Erica, in the Gippsland hills, fits this description.
It reminds me of when one farmer receives drought assistance while the bloke next door doesn't. All because of a line drawn on a piece of paper in Canberra.
The ABS doesn't even have a name to call those centres with populations below 200 people.
"Those localities merge into rural and farming populations," an ABS spokeswoman said.
It has been suggested they could be called villages, hamlets or boroughs.
But until Australians start to wear lederhosen and drink beer from tankards, those names ain't going to catch on.
The ABS doesn't appear to realise a town is what you want it to be -- irrespective of size.
For instance, Australians refer to a night on the town, whether that be at a restaurant on the 88th floor of a city skyscraper, or the front bar of the Sea Lake Hotel.
What do many say when they are heading into Melbourne's CBD? They are going into town.
And they say the same if they are heading into Balmoral, another town that is set to lose its "official" status.
Of course, there is no explanation as to why small towns have lost their title.
But suspicions abound.
"I am deeply suspicious of the long-term impact of this decision because it may be used as a reason not to fund projects," said Wellington Shire councillor Malcolm Hole, who represents Gippsland on Rural Councils Victoria. "The heart and soul of people make the towns," Cr Hole said.

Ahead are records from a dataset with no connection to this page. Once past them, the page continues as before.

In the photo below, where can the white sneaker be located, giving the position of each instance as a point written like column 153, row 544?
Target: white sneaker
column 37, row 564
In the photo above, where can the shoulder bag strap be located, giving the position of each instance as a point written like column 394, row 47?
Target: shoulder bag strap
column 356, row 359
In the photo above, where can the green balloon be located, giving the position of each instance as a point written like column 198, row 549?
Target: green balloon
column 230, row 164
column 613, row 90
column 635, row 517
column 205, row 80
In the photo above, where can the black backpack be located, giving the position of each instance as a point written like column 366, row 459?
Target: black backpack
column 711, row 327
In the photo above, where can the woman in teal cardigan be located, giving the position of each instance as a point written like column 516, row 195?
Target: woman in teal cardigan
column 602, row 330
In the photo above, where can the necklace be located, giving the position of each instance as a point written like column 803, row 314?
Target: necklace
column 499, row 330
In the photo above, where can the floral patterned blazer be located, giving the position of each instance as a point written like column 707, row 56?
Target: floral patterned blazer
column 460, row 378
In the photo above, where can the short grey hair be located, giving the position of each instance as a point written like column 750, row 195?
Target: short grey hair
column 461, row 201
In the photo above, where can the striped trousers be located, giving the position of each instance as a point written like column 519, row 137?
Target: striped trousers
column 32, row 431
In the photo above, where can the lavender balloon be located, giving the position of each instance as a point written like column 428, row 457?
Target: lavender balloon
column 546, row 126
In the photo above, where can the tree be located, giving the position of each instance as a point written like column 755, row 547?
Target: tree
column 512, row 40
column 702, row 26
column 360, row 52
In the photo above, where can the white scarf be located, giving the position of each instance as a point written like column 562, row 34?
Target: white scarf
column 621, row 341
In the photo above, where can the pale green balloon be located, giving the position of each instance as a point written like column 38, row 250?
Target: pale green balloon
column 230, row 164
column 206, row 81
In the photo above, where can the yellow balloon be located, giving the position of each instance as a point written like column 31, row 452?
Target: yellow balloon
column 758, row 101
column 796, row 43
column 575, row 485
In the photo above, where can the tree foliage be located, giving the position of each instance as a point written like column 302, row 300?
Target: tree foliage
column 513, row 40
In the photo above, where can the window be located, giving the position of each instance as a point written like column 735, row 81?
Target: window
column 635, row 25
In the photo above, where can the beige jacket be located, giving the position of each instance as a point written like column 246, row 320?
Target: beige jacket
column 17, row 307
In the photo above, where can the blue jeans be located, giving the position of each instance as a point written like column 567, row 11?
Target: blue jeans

Yarriambiack Shire councillor Helen Ballentine was equally outraged when Woomelang in the Mallee lost its status.
"If someone tried to tell one of our towns which only had 40 people in it they weren't living in a town any more, they (had) better be prepared to defend themselves."
That's the spirit.
This whole issue stinks.
It makes you wonder what would happen if an ABS boss turned up in Girgarre, Nowa Nowa, Taradale or Merino.
I suspect they'd get run out of town -- or whatever else the ABS now thinks it is.
- Ed Gannon is editor of The Weekly Times.